I have had a lot of weird situations happen lately, which led me to post “Yall aren’t tired of hook-up culture yet” on IG.
I feel like when I say that it immediately scares people away. And, this was confirmed because I received about 20 DMs saying that this wasn’t going to make people want to approach me.
It is what it is.
I know that my stance on it is 83% (yes, I calculated this…lol) why I’m single at the moment. But, I feel I have valid reasons for saying it that no one chooses to stick around and hear. Well, little baby blog, that’s why I have you.

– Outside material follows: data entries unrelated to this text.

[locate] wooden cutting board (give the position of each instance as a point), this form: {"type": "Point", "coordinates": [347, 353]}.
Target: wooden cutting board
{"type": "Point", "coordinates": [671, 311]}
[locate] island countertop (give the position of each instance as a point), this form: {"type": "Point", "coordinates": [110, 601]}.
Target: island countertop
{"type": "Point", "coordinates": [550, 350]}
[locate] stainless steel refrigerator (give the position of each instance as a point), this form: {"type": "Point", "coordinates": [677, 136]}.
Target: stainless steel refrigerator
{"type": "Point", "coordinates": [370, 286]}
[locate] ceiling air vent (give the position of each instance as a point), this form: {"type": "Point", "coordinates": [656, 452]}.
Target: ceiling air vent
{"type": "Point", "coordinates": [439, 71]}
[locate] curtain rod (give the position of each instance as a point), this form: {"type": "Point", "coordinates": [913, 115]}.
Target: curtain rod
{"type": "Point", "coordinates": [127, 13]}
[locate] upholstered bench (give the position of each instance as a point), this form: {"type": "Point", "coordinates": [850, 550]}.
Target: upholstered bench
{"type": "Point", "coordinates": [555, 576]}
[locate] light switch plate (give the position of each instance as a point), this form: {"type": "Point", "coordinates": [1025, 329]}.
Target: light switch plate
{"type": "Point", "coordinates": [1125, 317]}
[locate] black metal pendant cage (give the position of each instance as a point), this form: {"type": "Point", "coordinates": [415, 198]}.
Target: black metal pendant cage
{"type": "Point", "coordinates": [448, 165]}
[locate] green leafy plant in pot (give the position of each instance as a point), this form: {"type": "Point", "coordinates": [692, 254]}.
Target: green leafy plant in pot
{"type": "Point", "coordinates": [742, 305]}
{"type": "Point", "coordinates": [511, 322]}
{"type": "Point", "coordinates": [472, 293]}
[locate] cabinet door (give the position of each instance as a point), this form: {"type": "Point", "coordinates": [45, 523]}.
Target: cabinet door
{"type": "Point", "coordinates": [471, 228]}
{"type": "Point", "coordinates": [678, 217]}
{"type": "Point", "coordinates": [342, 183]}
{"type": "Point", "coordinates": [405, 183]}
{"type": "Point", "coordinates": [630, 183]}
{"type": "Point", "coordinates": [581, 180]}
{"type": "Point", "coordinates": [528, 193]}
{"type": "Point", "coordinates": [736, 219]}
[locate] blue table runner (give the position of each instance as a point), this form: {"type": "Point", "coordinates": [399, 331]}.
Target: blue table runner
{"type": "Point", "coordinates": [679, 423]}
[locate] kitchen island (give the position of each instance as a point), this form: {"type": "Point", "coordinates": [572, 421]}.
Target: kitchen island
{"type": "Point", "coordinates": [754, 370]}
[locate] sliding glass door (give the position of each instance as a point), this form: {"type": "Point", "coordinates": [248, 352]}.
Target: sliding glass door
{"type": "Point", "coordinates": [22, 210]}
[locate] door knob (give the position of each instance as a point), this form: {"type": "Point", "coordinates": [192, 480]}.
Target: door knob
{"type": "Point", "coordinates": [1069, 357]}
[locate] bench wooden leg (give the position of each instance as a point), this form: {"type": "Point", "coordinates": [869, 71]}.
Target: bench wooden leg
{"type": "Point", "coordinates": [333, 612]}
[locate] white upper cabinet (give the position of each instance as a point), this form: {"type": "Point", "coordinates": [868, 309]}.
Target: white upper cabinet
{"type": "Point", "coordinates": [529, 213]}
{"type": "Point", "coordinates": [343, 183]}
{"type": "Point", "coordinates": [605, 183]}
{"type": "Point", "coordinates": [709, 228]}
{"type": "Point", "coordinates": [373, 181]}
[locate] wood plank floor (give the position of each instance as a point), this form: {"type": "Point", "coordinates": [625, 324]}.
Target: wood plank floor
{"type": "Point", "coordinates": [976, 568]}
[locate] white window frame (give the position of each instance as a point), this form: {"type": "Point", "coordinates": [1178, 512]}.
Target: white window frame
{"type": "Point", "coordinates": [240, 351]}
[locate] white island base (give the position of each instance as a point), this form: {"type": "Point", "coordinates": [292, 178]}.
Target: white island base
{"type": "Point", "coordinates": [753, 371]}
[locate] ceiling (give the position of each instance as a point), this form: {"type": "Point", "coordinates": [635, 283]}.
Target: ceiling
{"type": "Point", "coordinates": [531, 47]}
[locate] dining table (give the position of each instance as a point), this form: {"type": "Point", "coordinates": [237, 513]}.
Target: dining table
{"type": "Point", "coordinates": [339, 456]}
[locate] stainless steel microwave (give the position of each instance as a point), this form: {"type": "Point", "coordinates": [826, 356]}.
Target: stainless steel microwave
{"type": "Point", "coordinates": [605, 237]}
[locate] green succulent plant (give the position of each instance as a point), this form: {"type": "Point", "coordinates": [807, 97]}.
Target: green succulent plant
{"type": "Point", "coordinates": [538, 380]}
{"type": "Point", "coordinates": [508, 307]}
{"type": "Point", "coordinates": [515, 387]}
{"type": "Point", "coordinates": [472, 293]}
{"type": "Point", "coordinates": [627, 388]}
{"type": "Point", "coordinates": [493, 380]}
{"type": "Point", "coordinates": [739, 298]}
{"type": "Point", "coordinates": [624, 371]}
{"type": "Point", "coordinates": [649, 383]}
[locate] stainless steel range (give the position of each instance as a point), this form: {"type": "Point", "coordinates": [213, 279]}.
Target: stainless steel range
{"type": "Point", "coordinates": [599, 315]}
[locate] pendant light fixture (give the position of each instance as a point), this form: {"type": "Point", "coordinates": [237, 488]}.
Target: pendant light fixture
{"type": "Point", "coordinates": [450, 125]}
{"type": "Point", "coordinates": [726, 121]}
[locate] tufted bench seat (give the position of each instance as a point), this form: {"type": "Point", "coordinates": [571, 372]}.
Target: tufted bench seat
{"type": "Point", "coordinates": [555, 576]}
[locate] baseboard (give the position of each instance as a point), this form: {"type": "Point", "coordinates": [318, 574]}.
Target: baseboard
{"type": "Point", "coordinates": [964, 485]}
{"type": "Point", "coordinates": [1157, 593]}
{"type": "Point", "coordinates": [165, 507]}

I hate hook-up culture not because of the hooking-up. Rather, I hate it because of how people tend to act while this “getting to know you” phase is happening.
Don’t Ask, Don’t Tell.
I’m the type of person who doesn’t like to “hook-up” with more than one person at a time. I know myself, and it would honestly be an emotional disaster. And, I have no problem telling you that. But, this is a huge no-no, clearly, that often scares people away. Immediately. No more convo to be had. They make it about me being possessive in their heads instead of , I don’t know, actually listening to what I have to say – that it’s simply me guarding my own emotions (and my panini, obviously)…
Ending the convo at that point also means I’m rarely asked if they can hook-up with other people. If we aren’t exclusive I “don’t care” what you do (obviously people care even if they want to say they don’t, but I can’t hold you to a standard that we haven’t set). That is dating. You get to know people. I just choose not to get to know everyone on a physical level. So, shoot me.
Here’s the real kicker. Because we have all these things going on, we feel the need to tell half-truths as to not ruin anything you have going on that now involves very real feelings. I would prefer your transparency. Don’t try to spin your truths on me, start a fight to avoid a talk, or make me the one to make a decision for you.
You hooked-up with Cindy, and now you have feelings that you want to explore more closely? Bet, thanks for letting me know. You don’t want a relationship any time soon? Bet, thanks for letting me know.
Just let me choose how I want to move forward. Let me decide if my connection with you is worth exploring further or if I want to opt out.
Knowing When it’s a Waste of Time.
I said the previous one was the kicker, but this is indeed the kicker lol. I think we all need to better gauge when we are wasting someone’s time (money, energy, peace, etc.). Whatever the case may be. Don’t engage with people if you’re not available (I don’t just mean being single, but emotionally). Don’t keep them around because its grown comfortable when you know there is nothing further to be had. Don’t give mixed signals.
I’m not perfect. I could def be a better communicator. I could also stop assuming my emotions speak when it may not be as clear as I think it is. But, at least I’m attempting to be cognizant of it.
It’s like we have two types of people left: you’re either a hopeless romantic (and nothing can make you not want to try to find love again) or dating sucks and you’re not interested. And, it’s sad to see…
I’m sure I’ll add more to this later.